Is this a copy of the earliest book of the Nazarenes ? The Gospel of Thomas... The Twin, written in Aramaic, ancient Hebrew script?
אלה הם אמירות הסודיות שחי ישו דבר ושהתאומים יהודה תומאס רשם
Translated: These are the secret sayings which the living Jesus spoke and which Didymus Jude Thomas wrote down.
Is this from a copy maintained by the Vatican ? On Wednesday, 27 September 2006 Pope BENEDICT XVI said the following regarding "Thomas the twin..... the proverbial scene of the doubting Thomas that occurred eight days after Easter is very well known. At first he did not believe that Jesus had appeared in his absence and said: "Unless I see in his hands the print of the nails, and place my finger in the mark of the nails, and place my hand in his side, I will not believe" (Jn 20: 25).
As we know, Jesus reappeared among his disciples eight days later and this time Thomas was present. Jesus summons him: "Put your finger here, and see my hands; and put out your hand, and place it in my side; do not be faithless, but believing" (Jn 20: 27).
Thomas reacts with the most splendid profession of faith in the whole of the New Testament: "My Lord and my God!" (Jn 20: 28). St Augustine comments on this: Thomas "saw and touched the man, and acknowledged the God whom he neither saw nor touched; but by the means of what he saw and touched, he now put far away from him every doubt, and believed the other" (In ev. Jo. 121, 5)..... A final point concerning Thomas is preserved for us in the Fourth Gospel, which presents him as a witness of the Risen One in the subsequent event of the miraculous catch in the Sea of Tiberias (cf. Jn 21: 2ff.) On that occasion, Thomas is even mentioned immediately after Simon Peter: an evident sign of the considerable importance that he enjoyed in the context of the early Christian communities.
Indeed, the Acts of Thomas and the Gospel of Thomas, both apocryphal works but in any case important for the study of Christian origins, were written in his name.
Lastly, let us remember that an ancient tradition claims that Thomas first evangelized Syria and Persia (mentioned by Origen, according to Eusebius of Caesarea, Ecclesiastical History 3, 1) then went on to Western India (cf. Acts of Thomas 1-2 and 17ff.), from where also he finally reached Southern India. - BENEDICT XVI, GENERAL AUDIENCE, Saint Peter's Square
Wednesday, 27 September 2006
Oxyrhynchus papyrus fragments:
After the Coptic version of the complete text was discovered in 1945 at Nag Hammadi, scholars soon realized that three different Greek text fragments previously found at Oxyrhynchus, also in Egypt, were part of the Gospel of Thomas. These three papyrus fragments of Thomas date to between 130 and 250. Prior to the Nag Hammadi library discovery, the sayings of Jesus found in Oxyrhynchus were known simply as Logia Iesu. The corresponding Koine Greek fragments of the Gospel of Thomas, found in Oxyrhynchus are:
P. Oxy. 1 : fragments of logia 26 through 33, with the last two sentences of logion 77 in the Coptic version included at the end of logion 30 herein.

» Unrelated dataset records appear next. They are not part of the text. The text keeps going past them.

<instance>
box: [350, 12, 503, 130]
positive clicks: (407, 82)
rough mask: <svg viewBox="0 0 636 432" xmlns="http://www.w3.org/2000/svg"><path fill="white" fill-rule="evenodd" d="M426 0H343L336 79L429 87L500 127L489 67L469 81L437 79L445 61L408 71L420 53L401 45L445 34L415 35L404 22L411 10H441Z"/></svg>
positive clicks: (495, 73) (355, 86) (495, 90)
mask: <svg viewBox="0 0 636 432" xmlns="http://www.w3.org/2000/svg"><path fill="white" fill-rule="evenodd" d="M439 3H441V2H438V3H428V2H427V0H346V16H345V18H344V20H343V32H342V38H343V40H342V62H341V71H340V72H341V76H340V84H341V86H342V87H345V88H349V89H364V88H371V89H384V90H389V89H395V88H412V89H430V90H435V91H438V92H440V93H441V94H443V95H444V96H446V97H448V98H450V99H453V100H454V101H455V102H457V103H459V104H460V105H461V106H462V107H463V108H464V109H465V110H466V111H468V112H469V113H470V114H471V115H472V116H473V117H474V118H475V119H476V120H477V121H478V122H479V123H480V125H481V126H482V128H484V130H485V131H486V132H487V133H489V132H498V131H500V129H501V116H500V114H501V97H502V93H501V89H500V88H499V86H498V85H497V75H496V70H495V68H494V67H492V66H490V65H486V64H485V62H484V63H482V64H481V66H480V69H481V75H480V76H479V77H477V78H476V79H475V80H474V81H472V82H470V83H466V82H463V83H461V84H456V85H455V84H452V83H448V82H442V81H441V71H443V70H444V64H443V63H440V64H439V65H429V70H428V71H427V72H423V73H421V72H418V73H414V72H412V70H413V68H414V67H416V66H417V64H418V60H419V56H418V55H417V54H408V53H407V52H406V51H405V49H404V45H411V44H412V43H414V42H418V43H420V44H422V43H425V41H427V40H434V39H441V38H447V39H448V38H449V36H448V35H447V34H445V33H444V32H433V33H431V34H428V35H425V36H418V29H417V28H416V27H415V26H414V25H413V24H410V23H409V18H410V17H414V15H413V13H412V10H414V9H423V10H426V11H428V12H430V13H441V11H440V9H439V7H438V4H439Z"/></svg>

P. Oxy. 654 : fragments of the beginning through logion 7, logion 24 and logion 36 on the flip side of a papyrus containing surveying data.
P. Oxy. 655 : fragments of logia 36 through 39. 8 fragments designated a through h, whereof f and h have since been lost.
The wording of the Coptic sometimes differs markedly from the earlier Greek Oxyrhynchus texts, the extreme case being that the last portion of logion 30 in the Greek is found at the end of logion 77 in the Coptic. This fact, along with the quite different wording Hippolytus uses when apparently quoting it (see below), suggests that the Gospel of Thomas "may have circulated in more than one form and passed through several stages of redaction."
Although it is still generally assumed that the "Gospel of Thomas" was first composed in Greek, there is growing evidence that the Coptic Nag Hammadi text is a translation from Syriac (Aramaic). On comparing the Greek fragments from Oxyrhynchus with the fuller Coptic version, Nicholas Perrin argues that the differences can be attributed to the reliance of both on a common Syriac (Aramaic) source.
Richard Valantasis writes: "Assigning a date to the Gospel of Thomas is very complex because it is difficult to know precisely to what a date is being assigned. Scholars have proposed a date as early as AD 40 or as late as AD 140, depending upon whether the Gospel of Thomas is identified with the original core of sayings, or with the author's published text, or with the Greek or Coptic texts, or with parallels in other literature."
Valantasis and other scholars argue that it is difficult to date Thomas because, as a collection of logia without a narrative framework, individual sayings could have been added to it gradually over time.(However, Valantasis does date Thomas to 100–110 AD, with some of the material certainly coming from the first stratum which is dated to 30–60 AD.